L Borish1, J J Mascali, J Dishuck, W R Beam, R J Martin, L J Rosenwasser.   

Abstract

This study investigated alveolar macrophage function in asthma as assessed by the presence and source of the cytokine IL-1 beta. Bronchoalveolar lavage (BAL) fluid and cell pellets were obtained at 4 a.m. from a cohort of asthmatic subjects. Normal subjects were used as controls. Asthmatic BAL fluid contained 57.0 +/- 5.9 pg/ml of IL-1 beta as determined by ELISA. No IL-1 beta could be identified in the BAL fluid of the control group. This IL-1 represented synthesis by cells of the airway as assessed by the presence of IL-1 beta-specific mRNA transcripts in the BAL cell pellets. Inasmuch as IL-1 beta transcripts are known to be present for only a short time period after activation (approximately 0.5 to 16 h), the presence of transcripts represents recent cellular activation. Using the technique of in situ hybridization, IL-1 beta transcripts were found to be located exclusively within alveolar macrophages, and a mean of 40 +/- 14% of alveolar macrophage were activated at the time of the lavage.
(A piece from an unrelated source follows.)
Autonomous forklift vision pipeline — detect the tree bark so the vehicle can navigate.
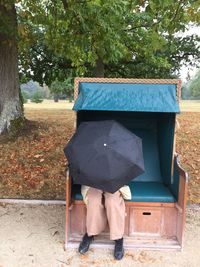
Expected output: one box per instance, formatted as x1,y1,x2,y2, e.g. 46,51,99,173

Corticosteroids are known to be efficacious in the treatment of asthma. Administration of a single 50-mg dose of prednisone at 3 p.m. resulted in diminished IL-1 beta protein concentration in the BAL fluid (28.3 +/- 5.7 pg/ml; p < 0.01 compared to baseline) and completely abrogated IL-1 beta mRNA expression. In summary, these studies demonstrate that IL-1 beta is synthesized within the airways by alveolar macrophage and suggest that IL-1 beta may be a mediator of asthma. Inhibition of IL-1 beta may be an additional mechanism for the efficacy of corticosteroids in the treatment of asthma.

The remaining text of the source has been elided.